L’une des principales concessions initialement
exigées par le gouvernement irlandais en échange du prêt de l’UE est une
hausse de son impôt, vraiment bas de 12,5 pour cent, sur les sociétés, une
mesure clé introduite par le gouvernement au milieu des années 1990 pour attirer
les entreprises internationales. Cet impôt sur les sociétés a compté pour
beaucoup dans la croissance économique liée à l’émergence de
l’Irlande comme le « Tigre celtique. »
La semaine passée, des entreprises dont Google, Microsoft
et Intel ont signalé qu’elles reconsidéreraient leurs opérations en
Irlande au cas où les taxes professionnelles seraient augmentées.
Il semblerait maintenant qu’un accord ait été trouvé
par lequel l’Irlande pourrait conserver sa faible taxe sur les sociétés
en échange de coupes sociales encore plus draconiennes.
Selon le ministre irlandais des Finances, Brian Lenihan,
l’un des critiques les plus éloquents de la taxe sur les sociétés,
l’UE était prête à laisser tomber le sujet. S’exprimant avant une
réunion ministérielle, Lenihan a déclaré, « Je suis très heureux que le
président Sarkozy ait indiqué qu’il n’était pas question de faire
du taux d’imposition irlandais sur les sociétés un élément de ces
discussions ou de ces négociations. »
Lenihan a aussi dit que le Royaume Uni et le FMI
n’avaient pas exigé des modifications du taux d’imposition au cours
des récentes discussions. « Donc, cette question n’est plus à
l’ordre du jour, ça doit être clair pour tout le monde, » a-t-il
conclu.
Au lieu de cela, le gouvernement irlandais imposera une
nouvelle série de mesures de rigueur devant être annoncées ce mercredi. Une
série de propositions circulent déjà dans les médias, dont : la
suppression de 28.000 emplois supplémentaires dans le secteur public, une
augmentation substantielle de l’impôt foncier et du prix de l’eau,
une réduction de 10 pour cent supplémentaires des prestations sociales et
l’introduction d’impôts sur les bas salaires des travailleurs qui
en sont actuellement exemptés.
En plus de la pénalisation des petits revenus, le
gouvernement envisage de réduire le salaire minimum de 8,65 euros à 7,65 euros
de l’heure pour faire accepter aux travailleurs des emplois qui sont
encore moins payés.
Aux dires du ministre néerlandais des Finances, Jan Kees
de Jager, « L’Irlande devra faire des coupes rapides et
claires. » En se référant au budget à venir, un blog du Financial Times
évoque « des douleurs terribles qui attendent les citoyens
irlandais. »
L’acceptation du plan UE/FMI par Dublin a été
accueillie par un flot d’appels à la démission du gouvernement irlandais
dont celui du principal journal de l’Irlande, l’Irish Times.
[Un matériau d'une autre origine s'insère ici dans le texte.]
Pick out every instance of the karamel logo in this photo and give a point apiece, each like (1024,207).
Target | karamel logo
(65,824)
Dans les milieux politiques, toutefois, l’unanimité est de mise que tout
remaniement politique du gouvernement ne doit se faire qu'après
l’adoption réussie du programme d’austérité.
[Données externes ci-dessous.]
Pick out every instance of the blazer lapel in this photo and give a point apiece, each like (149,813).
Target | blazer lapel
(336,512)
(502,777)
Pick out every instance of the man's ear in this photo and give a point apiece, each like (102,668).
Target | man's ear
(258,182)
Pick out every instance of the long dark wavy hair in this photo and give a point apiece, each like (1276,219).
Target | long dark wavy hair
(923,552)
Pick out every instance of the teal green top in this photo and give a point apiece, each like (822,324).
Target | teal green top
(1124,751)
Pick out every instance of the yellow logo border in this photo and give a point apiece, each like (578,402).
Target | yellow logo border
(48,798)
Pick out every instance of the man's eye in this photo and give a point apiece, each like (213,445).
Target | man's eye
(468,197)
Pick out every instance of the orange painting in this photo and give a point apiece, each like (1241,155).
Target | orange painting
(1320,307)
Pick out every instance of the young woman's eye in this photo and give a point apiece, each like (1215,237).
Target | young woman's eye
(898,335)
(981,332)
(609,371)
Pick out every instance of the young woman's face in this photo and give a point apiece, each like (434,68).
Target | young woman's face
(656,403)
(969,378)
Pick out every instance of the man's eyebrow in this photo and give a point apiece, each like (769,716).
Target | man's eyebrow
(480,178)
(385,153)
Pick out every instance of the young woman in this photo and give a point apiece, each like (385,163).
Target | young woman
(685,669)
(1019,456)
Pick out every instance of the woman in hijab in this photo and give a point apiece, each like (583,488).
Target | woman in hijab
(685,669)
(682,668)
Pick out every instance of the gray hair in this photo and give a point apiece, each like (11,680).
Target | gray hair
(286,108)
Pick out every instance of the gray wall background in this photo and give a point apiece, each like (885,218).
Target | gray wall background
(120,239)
Le parti d’opposition Fine Gael a dit qu’il
soutiendra tout budget proposé par le gouvernement Fianna Fail. Le Parti des
Verts, qui compte trois ministres dans l’actuel gouvernement, a dit
qu’il retirera ses ministres et a appelé à de nouvelles élections
l’année prochaine tout en indiquant clairement qu’il soutiendra les
coupes budgétaires qui seront annoncées mercredi.
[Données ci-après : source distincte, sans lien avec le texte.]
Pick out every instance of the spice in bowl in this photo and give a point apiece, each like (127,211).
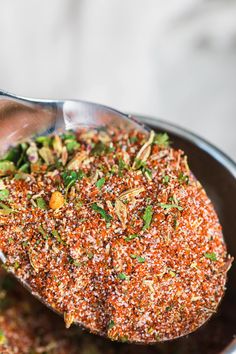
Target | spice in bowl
(112,229)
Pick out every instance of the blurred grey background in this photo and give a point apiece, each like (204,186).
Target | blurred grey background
(174,59)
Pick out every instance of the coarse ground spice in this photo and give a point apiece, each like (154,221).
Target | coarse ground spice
(113,230)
Après avoir imposé en Grèce et en Irlande des mesures
d’austérité qui annulent des réformes sociales vieilles de plusieurs
décennies et dégradent les salaires et les conditions de travail, la
ploutocratie financière porte maintenant son regard sur le Portugal et
l’Espagne.
Le magazine britannique Economist
s'est déjà déclaré en faveur de proposer au Portugal le même plan que celui qui
a été négocié par l’UE et le FMI avec l’Irlande, en argumentant que
les malheurs économiques du Portugal sont peut-être encore plus graves.